Norwich draws upon the handful of historical sources from this period, more or less recounts the stories told in these sources, then relies on academic work to fill in the blanks with best-guesses  or conjecture. His real talent is his rich descriptions and sympathetic portrayal of the wide cast of characters one encounters in medevial Byzantium.

There are so many stories to tell about the Byzantines. There is the story of Constantinople, for a thousand years, the greatest metropolis in the world. The story of iconoclasm, the great theological civil war which tore the Empire apart. The story of the long wars with the Arabs, a tale of major, epic campaigns, but also a “wild west” border land of raids and myth. Not to mention the art and architecture. It goes on and on. Fair warning, the Byzantines are my favourite historical entity.

Reading this book about an Empire that reaches its height and then is led into decline and destruction due in no small part to the incompetence and avarice of its emperors, I was struck by some interesting parallels to our situation today. The Byzantines reach their height because they have a run of about eight good-to-great emperors in a row; almost unheard of.

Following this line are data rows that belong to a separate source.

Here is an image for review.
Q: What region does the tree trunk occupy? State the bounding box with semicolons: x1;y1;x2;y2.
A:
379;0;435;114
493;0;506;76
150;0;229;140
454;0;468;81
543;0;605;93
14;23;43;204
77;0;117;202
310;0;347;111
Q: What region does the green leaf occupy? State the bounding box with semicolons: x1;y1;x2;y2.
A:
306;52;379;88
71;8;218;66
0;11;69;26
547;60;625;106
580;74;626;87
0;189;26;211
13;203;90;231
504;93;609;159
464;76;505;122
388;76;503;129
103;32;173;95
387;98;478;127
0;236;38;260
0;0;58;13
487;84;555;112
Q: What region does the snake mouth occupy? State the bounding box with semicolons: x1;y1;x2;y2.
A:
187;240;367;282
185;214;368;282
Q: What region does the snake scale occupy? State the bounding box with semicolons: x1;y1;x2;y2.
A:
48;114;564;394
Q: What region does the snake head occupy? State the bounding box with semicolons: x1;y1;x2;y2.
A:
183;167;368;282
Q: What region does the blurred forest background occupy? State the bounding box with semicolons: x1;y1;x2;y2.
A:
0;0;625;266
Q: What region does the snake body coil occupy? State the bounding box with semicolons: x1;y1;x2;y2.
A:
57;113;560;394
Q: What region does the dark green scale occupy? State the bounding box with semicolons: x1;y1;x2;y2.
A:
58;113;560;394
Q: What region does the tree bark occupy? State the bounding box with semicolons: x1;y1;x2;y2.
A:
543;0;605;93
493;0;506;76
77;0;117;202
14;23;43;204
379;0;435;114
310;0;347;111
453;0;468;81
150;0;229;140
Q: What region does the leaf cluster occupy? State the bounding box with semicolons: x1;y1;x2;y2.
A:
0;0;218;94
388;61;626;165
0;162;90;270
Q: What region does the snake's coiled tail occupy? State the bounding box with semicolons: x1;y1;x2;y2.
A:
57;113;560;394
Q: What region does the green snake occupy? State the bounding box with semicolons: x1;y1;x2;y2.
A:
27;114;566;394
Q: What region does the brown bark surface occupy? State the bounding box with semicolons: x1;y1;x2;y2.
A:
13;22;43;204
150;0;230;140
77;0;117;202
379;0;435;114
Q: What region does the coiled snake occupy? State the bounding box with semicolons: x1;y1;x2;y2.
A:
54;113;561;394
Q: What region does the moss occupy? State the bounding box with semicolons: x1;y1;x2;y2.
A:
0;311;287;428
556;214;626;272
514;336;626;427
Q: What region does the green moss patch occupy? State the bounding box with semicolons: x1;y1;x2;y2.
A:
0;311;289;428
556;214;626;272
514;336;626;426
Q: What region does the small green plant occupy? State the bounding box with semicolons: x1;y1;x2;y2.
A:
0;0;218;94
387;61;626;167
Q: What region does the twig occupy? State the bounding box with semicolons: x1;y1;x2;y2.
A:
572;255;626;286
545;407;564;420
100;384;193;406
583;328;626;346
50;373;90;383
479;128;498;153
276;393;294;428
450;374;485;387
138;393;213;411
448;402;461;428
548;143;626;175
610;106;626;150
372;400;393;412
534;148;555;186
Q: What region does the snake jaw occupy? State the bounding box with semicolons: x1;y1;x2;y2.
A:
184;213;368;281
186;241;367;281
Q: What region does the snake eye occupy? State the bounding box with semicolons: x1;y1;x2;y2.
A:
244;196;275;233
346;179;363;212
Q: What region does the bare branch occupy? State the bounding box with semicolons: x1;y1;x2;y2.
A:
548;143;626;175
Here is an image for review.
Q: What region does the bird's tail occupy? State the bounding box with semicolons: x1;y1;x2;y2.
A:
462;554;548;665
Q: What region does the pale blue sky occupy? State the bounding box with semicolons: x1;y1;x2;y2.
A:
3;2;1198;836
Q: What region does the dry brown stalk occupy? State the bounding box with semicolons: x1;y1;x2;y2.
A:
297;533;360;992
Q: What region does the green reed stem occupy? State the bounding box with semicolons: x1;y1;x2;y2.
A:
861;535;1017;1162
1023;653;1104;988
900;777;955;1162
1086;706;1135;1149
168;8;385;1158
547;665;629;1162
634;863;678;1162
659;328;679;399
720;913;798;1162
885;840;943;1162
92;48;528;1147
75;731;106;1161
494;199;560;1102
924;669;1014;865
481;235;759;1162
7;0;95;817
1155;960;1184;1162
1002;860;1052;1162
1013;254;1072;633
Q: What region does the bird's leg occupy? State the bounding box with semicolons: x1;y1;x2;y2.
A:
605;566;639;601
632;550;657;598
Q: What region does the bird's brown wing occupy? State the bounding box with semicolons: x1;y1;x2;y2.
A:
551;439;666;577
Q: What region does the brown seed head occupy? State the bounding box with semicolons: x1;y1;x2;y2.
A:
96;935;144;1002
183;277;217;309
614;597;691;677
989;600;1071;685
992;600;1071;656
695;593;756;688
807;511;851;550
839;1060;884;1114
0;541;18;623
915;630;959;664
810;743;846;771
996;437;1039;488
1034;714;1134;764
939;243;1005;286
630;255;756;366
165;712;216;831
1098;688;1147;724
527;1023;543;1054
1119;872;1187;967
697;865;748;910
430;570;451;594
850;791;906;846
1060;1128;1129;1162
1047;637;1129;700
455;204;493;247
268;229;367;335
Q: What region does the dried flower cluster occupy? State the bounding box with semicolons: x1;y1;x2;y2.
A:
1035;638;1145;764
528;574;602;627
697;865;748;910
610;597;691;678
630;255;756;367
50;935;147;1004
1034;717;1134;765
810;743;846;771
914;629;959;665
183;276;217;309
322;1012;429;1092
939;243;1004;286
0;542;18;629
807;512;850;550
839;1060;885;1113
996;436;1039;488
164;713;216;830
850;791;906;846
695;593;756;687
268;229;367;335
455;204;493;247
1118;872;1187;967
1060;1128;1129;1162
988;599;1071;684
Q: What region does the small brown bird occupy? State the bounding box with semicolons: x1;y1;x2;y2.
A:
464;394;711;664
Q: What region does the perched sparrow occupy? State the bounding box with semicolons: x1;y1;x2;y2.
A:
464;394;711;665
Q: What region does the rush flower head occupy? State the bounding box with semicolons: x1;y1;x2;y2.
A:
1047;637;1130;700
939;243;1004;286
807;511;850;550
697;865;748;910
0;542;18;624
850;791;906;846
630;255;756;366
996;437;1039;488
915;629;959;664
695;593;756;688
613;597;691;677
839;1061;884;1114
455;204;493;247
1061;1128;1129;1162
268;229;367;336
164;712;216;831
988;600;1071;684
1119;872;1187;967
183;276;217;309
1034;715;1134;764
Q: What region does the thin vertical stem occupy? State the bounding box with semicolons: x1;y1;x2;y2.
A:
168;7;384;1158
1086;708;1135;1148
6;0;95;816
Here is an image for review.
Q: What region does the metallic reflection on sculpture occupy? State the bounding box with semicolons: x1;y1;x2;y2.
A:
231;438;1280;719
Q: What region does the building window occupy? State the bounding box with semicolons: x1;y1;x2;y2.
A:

But there was ongoing tension between the powerful landed aristocrats and small land holders who formed the backbone of the Byzantine army; the aristocrats had this way of swallowing the small landholders, turning citizens into effective slaves.

Sound familiar?

I couldn’t resist: sometimes the Emperors where on the sides of the aristocrats, and sometimes not. But part of the decline of the Byzantines is the triumph of the plantation/latifunda system over something a bit more equitable.

An awesome book that is the equal of you R.R. Martin/Tolkien thirst.